Building desktop applications with web technologies is more practical today than ever before, especially when computationally intensive work is properly isolated from the UI thread.

If you're interested in exploring a local-first approach to media processing, you can try Formatif for free at formatif.net — no registration or credit card required.

What are your thoughts on the local-first movement?

Have you experimented with ONNX Runtime, Electron, or local AI models in desktop applications? I'd love to hear about your experiences and discuss them in the comments.

Top comments (2)

Echo • Jun 2

Useful framing on the "everything-is-a-SaaS" problem. Three things I'd add from running a similar split (Tauri/Rust + TypeScript) in production:

1) The "Electron main process as offline job broker" pattern is right, but the trap is the IPC contract. The moment you let React send "do X with these options" free-form, the native binary side becomes a string-parser forever. Worth pinning the IPC contract to a typed schema (zod / protobuf / a single typed DTO) before the second feature ships. The Formatif article shows the cleanest version of this — pre-load bridge plus typed queues.

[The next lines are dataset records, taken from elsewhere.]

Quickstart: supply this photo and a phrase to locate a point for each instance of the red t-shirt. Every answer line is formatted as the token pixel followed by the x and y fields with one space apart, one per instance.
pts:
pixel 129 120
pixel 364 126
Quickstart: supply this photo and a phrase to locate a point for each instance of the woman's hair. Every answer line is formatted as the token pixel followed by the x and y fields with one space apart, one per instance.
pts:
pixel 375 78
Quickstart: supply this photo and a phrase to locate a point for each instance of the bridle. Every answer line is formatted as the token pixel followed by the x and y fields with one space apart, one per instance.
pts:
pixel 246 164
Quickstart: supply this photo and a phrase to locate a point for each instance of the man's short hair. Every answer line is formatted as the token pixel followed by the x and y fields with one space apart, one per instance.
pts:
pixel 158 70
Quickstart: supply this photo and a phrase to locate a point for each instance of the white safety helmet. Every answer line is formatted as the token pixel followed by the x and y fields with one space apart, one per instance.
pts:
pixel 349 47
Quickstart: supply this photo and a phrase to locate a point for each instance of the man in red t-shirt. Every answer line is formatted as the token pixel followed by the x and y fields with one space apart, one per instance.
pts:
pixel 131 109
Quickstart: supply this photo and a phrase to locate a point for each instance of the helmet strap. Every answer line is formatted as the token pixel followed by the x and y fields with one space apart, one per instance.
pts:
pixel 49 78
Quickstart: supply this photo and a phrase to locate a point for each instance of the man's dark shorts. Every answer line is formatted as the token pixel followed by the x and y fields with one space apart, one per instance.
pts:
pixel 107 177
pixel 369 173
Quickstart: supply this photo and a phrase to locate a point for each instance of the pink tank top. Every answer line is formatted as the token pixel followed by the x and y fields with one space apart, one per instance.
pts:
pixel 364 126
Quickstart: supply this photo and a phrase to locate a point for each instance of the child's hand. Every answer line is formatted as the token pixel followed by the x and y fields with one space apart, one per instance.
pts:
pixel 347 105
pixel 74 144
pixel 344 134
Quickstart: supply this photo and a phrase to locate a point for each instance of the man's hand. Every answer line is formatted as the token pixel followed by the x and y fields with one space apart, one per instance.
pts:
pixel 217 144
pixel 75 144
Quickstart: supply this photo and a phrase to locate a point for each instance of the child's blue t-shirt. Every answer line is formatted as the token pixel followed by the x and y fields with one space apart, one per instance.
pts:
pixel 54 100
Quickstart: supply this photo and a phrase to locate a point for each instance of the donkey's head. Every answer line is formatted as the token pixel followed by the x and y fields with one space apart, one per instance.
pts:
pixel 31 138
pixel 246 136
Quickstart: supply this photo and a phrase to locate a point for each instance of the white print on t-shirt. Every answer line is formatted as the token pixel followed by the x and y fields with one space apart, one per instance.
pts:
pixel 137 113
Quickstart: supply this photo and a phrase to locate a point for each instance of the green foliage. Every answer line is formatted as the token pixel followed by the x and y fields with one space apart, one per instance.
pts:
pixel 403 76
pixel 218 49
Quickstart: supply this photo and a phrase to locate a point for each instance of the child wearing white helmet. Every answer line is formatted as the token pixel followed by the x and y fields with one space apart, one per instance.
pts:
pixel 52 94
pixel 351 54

2) Local-first ML with ONNX is a real win for privacy, but the cold-start cost is the silent killer. First run after install can take 30+ seconds. The mitigation isn't a "loading spinner" — it's a one-time model fetch on first launch with a clear "this happens once" UI, plus a warm path on subsequent runs (keep the process alive or warm-up on idle). The article's "without blocking the UI" framing is the right priority; the cost is still real, just deferred.

3) The "no account, no upload" promise is the actual product. Worth surfacing in the README first, not at the bottom. The dev audience that finds this is allergic to "we'll keep your data private" claims that hide the upload step on page 2.

Curious how Formatif handles the cross-device sync problem — once you go local-first, the next user question is "how do I get my presets onto the new laptop".

Hadi Karaki • Jun 2

Thanks for the thoughtful insights! It's awesome to connect with someone who has run a similar native split in production.

To answer your points and your question:

Spot on about the IPC contract trap. Formatif enforces strict type-safety across the bridge precisely to prevent it from devolving into a string-parsing mess.
Totally agree on cold-starts. I handle this by keeping the engine process entirely persistent and warm rather than spinning it up per task. The model lifecycle control is definitely a delicate balance.
Great advice on moving the privacy promise to the absolute top of the README.

As for cross-device sync: Both apps are intentionally designed to be completely lightweight and stateless. Users just drop their media in, adjust their configuration on the fly, and process. Because we don't save states or profiles locally, there's actually nothing to sync or lose when you move to a new laptop, it's just ready to work out of the box anywhere.

Appreciate the feedback!